Yves Boisset s’attaque avec Espion, Lève-toi, aux manipulations politiques à grande échelle, aux mystères entourant les renseignements généraux ainsi qu'aux hommes de l’ombre qui sont leurs marionnettes. Sur le papier, le sujet est passionnant et voir Boisset s’en emparer prometteur : sa réputation de frondeur radical en laisse espérer un traitement sans concession.
Malheureusement, Espion Lève-toi se contente de faire du sur-place, tente de jouer la carte du film d’espionnage particulièrement ambitieux et se plante dans les grandes largeurs. Pourtant entouré d’acteurs qui n’ont plus rien à prouver quant à leur talent, Boisset manque à les diriger. Voir Ventura perdu dans un rôle qu’il ne semble jamais comprendre est assez déroutant, où est passé son légendaire charisme, il apparaît ici balbutiant, théâtral presque. Quant aux germano-français qui l’entourent, c’est l’hécatombe, à l’image de la morne Krystyna Janda, ils se contentent tous de débiter des dialogues pompeux qui s’étirent de manière inutile pour faire grandir un mystère dont l’intérêt s’évapore au fur et à mesure que l’ennui s’empare du cadre.

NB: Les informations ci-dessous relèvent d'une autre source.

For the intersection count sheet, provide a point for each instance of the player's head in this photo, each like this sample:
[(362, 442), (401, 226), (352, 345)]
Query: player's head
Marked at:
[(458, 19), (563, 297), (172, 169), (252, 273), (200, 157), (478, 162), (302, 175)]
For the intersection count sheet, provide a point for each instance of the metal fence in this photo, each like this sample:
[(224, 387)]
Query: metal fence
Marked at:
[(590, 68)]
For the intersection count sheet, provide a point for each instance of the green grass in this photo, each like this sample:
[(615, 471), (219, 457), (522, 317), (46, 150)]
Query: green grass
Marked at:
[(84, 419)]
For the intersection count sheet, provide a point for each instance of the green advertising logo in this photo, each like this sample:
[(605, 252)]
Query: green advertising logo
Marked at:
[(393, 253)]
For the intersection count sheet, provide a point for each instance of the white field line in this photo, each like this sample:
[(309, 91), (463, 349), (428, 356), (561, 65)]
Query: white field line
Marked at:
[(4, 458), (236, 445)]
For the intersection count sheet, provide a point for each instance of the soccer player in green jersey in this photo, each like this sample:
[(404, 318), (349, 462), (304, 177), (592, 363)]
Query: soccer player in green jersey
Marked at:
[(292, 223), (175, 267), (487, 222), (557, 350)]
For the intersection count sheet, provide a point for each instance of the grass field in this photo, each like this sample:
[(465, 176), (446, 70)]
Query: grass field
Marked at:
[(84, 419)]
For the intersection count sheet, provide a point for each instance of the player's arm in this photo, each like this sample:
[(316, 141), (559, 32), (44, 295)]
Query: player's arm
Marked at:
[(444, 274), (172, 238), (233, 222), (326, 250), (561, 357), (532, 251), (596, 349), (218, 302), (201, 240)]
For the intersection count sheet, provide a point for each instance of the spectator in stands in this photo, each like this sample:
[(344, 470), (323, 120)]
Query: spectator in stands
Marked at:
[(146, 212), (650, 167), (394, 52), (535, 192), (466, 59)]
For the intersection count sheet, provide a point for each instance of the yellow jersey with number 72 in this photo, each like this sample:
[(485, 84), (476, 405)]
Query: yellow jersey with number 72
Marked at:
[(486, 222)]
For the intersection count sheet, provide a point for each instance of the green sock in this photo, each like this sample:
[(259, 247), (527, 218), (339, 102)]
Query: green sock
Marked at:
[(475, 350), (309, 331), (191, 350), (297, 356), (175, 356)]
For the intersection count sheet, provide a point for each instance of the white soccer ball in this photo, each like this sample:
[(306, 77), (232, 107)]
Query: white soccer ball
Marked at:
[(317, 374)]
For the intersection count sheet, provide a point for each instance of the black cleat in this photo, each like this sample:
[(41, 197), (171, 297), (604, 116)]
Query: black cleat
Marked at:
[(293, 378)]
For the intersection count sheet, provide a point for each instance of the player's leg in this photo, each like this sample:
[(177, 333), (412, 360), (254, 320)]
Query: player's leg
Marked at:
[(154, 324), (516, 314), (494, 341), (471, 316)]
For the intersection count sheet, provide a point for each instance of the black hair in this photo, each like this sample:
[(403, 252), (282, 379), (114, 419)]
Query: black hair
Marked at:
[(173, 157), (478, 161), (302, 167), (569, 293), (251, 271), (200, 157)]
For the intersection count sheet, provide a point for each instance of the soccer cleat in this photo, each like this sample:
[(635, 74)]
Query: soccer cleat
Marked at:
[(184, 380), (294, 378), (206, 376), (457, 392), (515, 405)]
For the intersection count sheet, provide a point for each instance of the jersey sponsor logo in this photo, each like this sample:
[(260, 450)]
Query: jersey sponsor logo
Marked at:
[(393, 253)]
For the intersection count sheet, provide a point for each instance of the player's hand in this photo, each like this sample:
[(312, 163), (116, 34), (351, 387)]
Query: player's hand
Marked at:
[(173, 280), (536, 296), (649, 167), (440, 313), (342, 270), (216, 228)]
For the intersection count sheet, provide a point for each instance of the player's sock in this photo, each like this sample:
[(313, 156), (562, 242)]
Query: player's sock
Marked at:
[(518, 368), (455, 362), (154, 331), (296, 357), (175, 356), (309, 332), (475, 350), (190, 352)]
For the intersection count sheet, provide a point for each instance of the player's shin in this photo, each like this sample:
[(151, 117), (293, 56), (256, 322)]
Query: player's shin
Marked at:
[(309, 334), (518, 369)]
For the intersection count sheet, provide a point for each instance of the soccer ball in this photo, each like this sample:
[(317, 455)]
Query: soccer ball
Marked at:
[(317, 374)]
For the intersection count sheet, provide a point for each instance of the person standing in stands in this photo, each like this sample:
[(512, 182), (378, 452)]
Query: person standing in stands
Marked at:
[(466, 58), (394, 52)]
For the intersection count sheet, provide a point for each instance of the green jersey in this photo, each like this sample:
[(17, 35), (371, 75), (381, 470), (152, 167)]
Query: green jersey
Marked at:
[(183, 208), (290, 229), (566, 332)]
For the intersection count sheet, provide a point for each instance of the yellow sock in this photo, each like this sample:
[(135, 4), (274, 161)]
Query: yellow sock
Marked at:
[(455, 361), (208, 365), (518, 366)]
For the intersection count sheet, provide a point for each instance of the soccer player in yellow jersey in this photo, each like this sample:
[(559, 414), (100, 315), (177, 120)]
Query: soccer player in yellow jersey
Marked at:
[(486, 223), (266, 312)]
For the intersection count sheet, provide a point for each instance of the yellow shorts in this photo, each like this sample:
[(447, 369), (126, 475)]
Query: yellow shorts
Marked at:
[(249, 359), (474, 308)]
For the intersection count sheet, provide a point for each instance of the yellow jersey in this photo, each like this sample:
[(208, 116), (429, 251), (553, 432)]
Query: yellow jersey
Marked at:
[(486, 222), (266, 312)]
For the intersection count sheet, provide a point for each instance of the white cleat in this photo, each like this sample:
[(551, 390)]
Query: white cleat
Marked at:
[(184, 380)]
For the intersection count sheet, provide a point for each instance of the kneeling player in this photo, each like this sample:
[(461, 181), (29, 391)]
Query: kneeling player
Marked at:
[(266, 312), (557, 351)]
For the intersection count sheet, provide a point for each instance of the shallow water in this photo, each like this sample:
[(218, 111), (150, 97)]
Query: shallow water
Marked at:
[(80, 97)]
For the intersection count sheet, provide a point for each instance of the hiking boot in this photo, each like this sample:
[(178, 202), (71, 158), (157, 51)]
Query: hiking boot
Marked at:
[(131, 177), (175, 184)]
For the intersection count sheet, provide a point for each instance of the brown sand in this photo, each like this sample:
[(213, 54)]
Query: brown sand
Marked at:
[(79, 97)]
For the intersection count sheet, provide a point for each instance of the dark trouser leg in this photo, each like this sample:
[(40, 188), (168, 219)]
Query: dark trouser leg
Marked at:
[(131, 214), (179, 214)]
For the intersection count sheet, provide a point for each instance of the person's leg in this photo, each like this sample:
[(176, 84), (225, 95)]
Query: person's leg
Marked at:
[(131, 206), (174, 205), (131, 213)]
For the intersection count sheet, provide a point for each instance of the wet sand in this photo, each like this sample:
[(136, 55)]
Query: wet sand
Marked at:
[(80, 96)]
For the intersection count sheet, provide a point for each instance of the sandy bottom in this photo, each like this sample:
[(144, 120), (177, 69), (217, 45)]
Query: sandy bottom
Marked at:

Alors quand l’épée de Damoclès qui plane au dessus de l’agent fraîchement éveillé s’abat sur sa nuque, l’intérêt n’y est plus, les personnages importants disparaissent avec fracas sans pour autant générer une quelconque émotion. Espion lève-toi fait l’effet d’être aussi froid que son sujet, sa fin est dans la lignée hésitante du ventre mou qui la précède, implacable pendant 5 minutes, puis convenue dans ses dernières secondes, alors qu’elle se veut certainement d’un noir radical. Généralement, ce genre de parti pris si définitif cloue le spectateur à son siège, le laisse seul avec la surprise de l’instant en guise d’ultime réflexion, mais il n’en est rien ici, bien au contraire ; l’ultime coup de massue se déguste sans réel plaisir sinon celui d’être enfin délivré de son désœuvrement.